The EQUITABLE LIFE ASSURANCE SOCIETY OF THE UNITED STATES, Plaintiff-Appellant, v.
Roger D. WERNER, Defendant/Third-Party Plaintiff-Respondent, v. Sheldon Muhlbauer, M.D., Third-Party Defendant.
Order, Supreme Court, New York County (Herman Cahn, J.), entered on or about April 6, 2000, which, in an action by an insurer against one of its former brokers seeking to recover past and future payments that the insurer is obligated to make to third-party defendant insured under a disability policy procured by the broker, insofar as appealed from as limited by the briefs, granted the broker's motion for summary judgment dismissing, for failure to state a cause of action, the causes of action for indemnification and a declaration as to the existence of an obligation to indemnify, unanimously modified, on the law, to reinstate the cause of action for indemnification, and otherwise affirmed, without costs. Order, same court and Justice, entered November 20, 2000, which, insofar as appealable, denied the insurer's motion to renew, deemed to have granted renewal with respect to so much of the prior order as dismissed the complaint on the ground of the Statute of Limitations, and, upon renewal, to have adhered to the prior order, and, so considered, the appeal therefrom, unanimously dismissed as academic, without costs.

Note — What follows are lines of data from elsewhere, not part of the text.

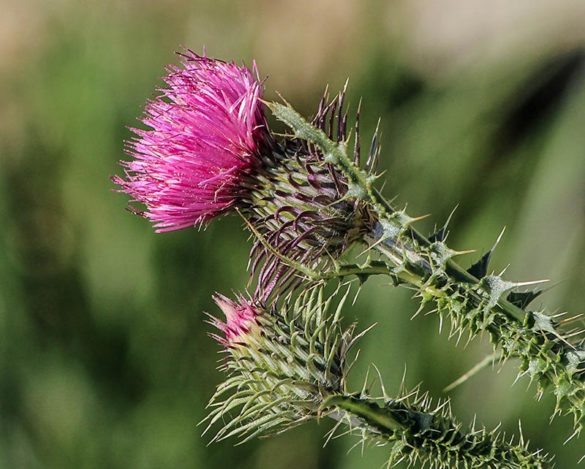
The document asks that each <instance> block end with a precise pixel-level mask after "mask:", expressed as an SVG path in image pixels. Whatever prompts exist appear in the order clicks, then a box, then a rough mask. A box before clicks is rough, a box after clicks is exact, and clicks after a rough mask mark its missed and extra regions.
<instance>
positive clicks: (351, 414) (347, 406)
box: [322, 394, 406, 434]
mask: <svg viewBox="0 0 585 469" xmlns="http://www.w3.org/2000/svg"><path fill="white" fill-rule="evenodd" d="M322 407H323V408H328V407H337V408H339V409H343V410H345V411H347V412H348V413H350V414H351V415H353V416H356V417H358V418H359V419H362V420H363V421H365V422H366V423H367V424H368V425H371V426H372V427H374V428H376V429H377V430H379V431H380V432H382V433H386V434H393V433H394V432H395V431H396V430H404V429H406V426H405V425H403V424H401V423H400V422H399V421H398V420H396V418H394V417H393V416H392V414H391V413H389V412H386V411H385V410H384V409H382V408H381V407H380V406H379V405H378V404H376V403H374V402H369V401H366V400H364V399H358V398H357V397H354V396H349V395H342V394H335V395H332V396H329V397H328V398H327V399H325V400H324V401H323V404H322Z"/></svg>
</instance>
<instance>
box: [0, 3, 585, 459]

The insurer alleges that it would not have issued the disability policy in question had the application therefor, prepared by the broker, not omitted the fact that the broker had procured a similar policy for the insured from another insurer. The insurer further alleges that it is obligated to make payments under the policy, and seeks in this action to recover those payments from the broker. The motion court correctly held that the cause of action for indemnification is subject to a six-year limitations period that began to run, at the earliest, when the insurer made its first payment to the insured two years before it instituted the action, “whatever the underlying breach of duty for which indemnification is sought” (McDermott v. City of New York, 50 N.Y.2d 211, 218, 428 N.Y.S.2d 643, 406 N.E.2d 460). However, the motion court erred in dismissing the cause of action for indemnification on the ground “there is no basis to argue that [the broker] should be responsible for making disability payments to [the insured]”. “[T]he key element of a common-law cause of action for indemnification is not a duty running from the indemnitor to the injured party, but rather is ‘a separate duty owed the indemnitee by the indemnitor’ ” (Raquet v. Braun, 90 N.Y.2d 177, 183, 659 N.Y.S.2d 237, 681 N.E.2d 404, quoting Mas v. Two Bridges Assocs., 75 N.Y.2d 680, 690, 555 N.Y.S.2d 669, 554 N.E.2d 1257). At the least, the broker, as the insurer's agent, owed the insurer a duty to report truthfully with respect to the information requested on the applications, which specifically included the existence of other disability policies held by the prospective insured. Accordingly, we modify to reinstate the cause of action for indemnification. The cause of action for a declaration as to the broker's obligation to indemnify the insurer is unnecessary. The insurer's motion to renew, in which the motion court, in effect, considered new evidence tending to show that the broker's omission of the information from the application was deliberate, and offered for the purpose of estopping the broker from asserting the Statute of Limitations, is now academic since the insurer does not claim error with respect to the dismissal of its causes of action for negligence, breach of contract and breach of fiduciary duty as time-barred, and since the broker has no Statute of Limitations defense with respect to the cause of action for indemnification.